In the past, the ADA had not recommended the use of hemoglobin A1c (A1c) as a diagnostic test, largely because of the lack of standardization of the assay.10 However, by 2010, the ADA recognized that laboratory-based (not point-of-care) A1c was being measured in most laboratories in the United States in adherence to the National Glycohemoglobin Standardization Program. Furthermore, an international expert panel convened to review this question noted that review of epidemiologic data supported a relationship between A1c and the risk of retinopathy similar to what had been shown for fasting plasma glucose (FPG) and 2-hour OGTT.11 Therefore, in 2010, the ADA added an A1c of 6.5% or higher as a diagnostic criterion for diabetes.

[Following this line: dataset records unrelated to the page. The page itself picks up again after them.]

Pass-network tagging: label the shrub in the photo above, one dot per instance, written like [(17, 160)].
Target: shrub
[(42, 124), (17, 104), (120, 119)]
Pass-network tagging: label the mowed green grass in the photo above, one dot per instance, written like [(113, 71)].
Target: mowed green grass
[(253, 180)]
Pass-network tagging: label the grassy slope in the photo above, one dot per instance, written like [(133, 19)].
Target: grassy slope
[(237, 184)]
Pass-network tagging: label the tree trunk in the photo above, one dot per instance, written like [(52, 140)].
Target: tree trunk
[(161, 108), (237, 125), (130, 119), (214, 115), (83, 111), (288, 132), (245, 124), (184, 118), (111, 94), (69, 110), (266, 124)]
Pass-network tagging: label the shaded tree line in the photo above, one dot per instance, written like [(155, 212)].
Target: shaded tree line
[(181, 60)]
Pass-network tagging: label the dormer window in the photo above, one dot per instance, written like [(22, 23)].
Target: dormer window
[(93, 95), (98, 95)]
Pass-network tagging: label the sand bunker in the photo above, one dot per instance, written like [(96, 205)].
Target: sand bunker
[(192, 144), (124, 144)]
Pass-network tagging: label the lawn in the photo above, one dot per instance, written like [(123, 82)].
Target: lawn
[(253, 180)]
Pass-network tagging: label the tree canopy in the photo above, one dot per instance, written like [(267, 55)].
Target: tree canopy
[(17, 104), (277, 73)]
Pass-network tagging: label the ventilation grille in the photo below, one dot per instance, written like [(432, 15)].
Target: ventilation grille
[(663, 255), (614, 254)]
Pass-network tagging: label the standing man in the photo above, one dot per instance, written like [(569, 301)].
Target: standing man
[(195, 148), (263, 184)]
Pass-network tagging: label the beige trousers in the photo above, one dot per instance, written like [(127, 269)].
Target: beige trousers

There are several potential practical benefits for the use of A1c as a component of a type 2 diabetes diagnosis. First, the patient does not need to be fasting, and testing does not require a return visit to the physician or laboratory.12 In addition, A1c has less variability and is more reproducible than FPG and OGTT. Finally, A1c is less subject to acute changes in glycemia because of stress-induced hyperglycemia or short-term exposure to medications.

Conversely, A1c does not provide a perfect estimation of mean blood glucose.13 Diseases such as iron-deficiency anemia, sickle-cell disease, thalassemia, and other hemoglobinopathies will alter serum A1c values because of hemoglobin variants and because of transfusions.14 Perhaps for this reason, A1c values are higher in blacks than in whites for the same mean blood glucose over a 3-month period.15

Several recent studies have pointed out additional potential flaws of using A1c for the diagnosis of diabetes, specifically in the pediatric population, including low sensitivity, poor negative predictive value, and poor operating characteristics for identifying diabetes and prediabetes diagnosed by FPG or OGTT.16-18 Taken together, these studies suggest that A1c may lead to misdiagnosis in children compared with OGTT or FPG.

However, studies comparing A1c to existing methods of diagnosing diabetes in pediatric populations are handicapped by the fact that FPG and OGTT are themselves not validated in this population.19 A truly validated definition of diabetes requires insight into the relationship of the proposed definitions to relevant aspects of medium-term and long-term health.

Such studies have not been available in pediatric patients because of the long time frames required to correlate disease definition thresholds to vascular complications. Thus, although the numbers of pediatric patients diagnosed by A1c, FPG, and OGTT differ, it is not yet clear which of these measures will be more closely related to long-term complications, the only true gold standard for defining glucose abnormalities.

Despite current guidelines for screening, the low prevalence of undiagnosed diabetes, even among otherwise high-risk adolescents, raises questions about the value of these recommendations in asymptomatic persons. The use of A1c as a screening test in obese adolescents offers substantial logistical benefits and, thus, reduces the cost and burden of FPG- and OGTT-based screening, but the results must still be interpreted with caution given the low prevalence of disease.